Mais, en revanche, si le cœur sensible est délicat pour lui-même, il l’est, aussi pour les autres. En s’étudiant, on acquiert le sens de comprendre son prochain ; on entre dans la position, dans les goûts, dans les sentimens d’autrui. Quand le cœur sensible est noble et généreux, les sensations des autres l’affectent comme les siennes propres. Il possède celle belle faculté dont un moraliste anglais du XVIIIe siècle voulut faire le principe, la pierre angulaire de la morale, la faculté de la sympathie, dont la valeur à coup sûr est incontestable. La sympathie ! Smith en fait non seulement une vertu, mais la vertu centrale. Il a tort ; la sympathie est plus et moins qu’une vertu, elle est un don, le charme suprême, le lien des âmes ; elle fait la douceur des commerces avec les hommes. Accordons-lui ce nom de vertu que Smith revendique pour elle ; nous dirons quelle est la vertu sociale par excellence. La sympathie, même sans la bienfaisance, est encore un trésor ; mais la bienfaisance sans la sympathie… il faut plaindre ceux qui en sont l’objet et que les rigueurs de leur destinée condamnent à subir ses bienfaits.

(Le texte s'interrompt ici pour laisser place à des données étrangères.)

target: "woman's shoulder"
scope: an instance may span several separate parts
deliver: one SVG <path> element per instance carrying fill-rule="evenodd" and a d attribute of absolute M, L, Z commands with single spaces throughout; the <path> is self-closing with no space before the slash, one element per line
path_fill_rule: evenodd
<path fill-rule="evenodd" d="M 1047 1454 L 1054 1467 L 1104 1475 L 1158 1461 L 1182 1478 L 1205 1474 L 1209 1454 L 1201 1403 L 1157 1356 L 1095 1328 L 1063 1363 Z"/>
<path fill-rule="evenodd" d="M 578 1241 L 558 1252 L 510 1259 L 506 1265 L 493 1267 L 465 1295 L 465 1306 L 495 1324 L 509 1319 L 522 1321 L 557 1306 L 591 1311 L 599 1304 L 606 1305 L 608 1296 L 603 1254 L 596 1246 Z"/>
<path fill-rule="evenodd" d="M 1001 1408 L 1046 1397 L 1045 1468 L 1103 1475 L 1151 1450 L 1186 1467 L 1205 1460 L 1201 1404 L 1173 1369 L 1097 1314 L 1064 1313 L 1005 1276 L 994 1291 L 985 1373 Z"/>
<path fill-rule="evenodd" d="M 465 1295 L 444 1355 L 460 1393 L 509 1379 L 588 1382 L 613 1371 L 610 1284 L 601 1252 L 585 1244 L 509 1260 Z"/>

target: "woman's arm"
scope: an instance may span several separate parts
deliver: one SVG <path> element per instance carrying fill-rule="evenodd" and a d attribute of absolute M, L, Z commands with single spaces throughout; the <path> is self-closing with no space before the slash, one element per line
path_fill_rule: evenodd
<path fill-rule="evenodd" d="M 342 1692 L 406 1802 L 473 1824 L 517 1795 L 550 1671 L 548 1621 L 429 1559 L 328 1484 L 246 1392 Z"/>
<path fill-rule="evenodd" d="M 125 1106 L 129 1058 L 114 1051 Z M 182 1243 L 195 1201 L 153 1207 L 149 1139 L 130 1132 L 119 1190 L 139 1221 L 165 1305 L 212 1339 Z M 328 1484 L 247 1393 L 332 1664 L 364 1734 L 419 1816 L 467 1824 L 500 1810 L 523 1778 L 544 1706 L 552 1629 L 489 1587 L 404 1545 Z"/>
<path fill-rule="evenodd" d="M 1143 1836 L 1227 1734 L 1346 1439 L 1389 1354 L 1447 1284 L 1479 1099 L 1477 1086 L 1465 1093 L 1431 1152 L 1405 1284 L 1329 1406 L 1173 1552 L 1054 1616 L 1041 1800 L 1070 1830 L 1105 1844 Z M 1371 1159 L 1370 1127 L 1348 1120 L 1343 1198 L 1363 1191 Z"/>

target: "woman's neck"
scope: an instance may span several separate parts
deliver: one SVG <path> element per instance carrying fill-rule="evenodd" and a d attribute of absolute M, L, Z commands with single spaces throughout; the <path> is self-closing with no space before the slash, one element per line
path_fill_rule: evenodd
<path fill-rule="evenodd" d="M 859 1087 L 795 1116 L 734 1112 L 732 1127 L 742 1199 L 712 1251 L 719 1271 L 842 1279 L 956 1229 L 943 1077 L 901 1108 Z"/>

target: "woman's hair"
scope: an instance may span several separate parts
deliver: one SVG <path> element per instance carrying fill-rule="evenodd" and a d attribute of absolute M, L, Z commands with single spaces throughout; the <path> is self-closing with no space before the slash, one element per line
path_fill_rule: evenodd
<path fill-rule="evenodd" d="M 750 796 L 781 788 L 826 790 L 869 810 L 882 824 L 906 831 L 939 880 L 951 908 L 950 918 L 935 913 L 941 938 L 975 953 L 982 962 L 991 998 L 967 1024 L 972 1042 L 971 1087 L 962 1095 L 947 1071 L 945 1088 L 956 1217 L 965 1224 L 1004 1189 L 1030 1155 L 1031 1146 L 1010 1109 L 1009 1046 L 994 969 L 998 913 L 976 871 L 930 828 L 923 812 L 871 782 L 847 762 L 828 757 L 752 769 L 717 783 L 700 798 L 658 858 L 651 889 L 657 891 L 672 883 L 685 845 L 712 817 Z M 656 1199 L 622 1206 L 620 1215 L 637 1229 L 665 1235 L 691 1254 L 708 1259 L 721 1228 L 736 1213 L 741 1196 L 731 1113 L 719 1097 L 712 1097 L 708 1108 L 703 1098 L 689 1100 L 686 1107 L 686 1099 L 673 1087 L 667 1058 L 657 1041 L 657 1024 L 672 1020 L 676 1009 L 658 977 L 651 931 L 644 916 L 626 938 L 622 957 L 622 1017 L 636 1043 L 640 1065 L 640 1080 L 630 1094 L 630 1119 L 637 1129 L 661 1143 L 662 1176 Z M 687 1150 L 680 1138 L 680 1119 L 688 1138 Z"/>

Eh bien ! la sympathie sans limite, la sympathie humanitaire fut la vertu ou le don par excellence du XVIIIe siècle ; et on peut lui appliquer le mot de l’Évangile : qu’il sera beaucoup pardonné à qui aura beaucoup aimé. Et pourquoi la faculté sympathique domine-t-elle dans la société française de ce temps, à l’exclusion d’autres vertus tout aussi importantes ? Parce qu’à cette époque la royauté française a fait son œuvre et qu’elle est bien près d’avoir effacé et détruit ce qui restait des institutions du moyen âge.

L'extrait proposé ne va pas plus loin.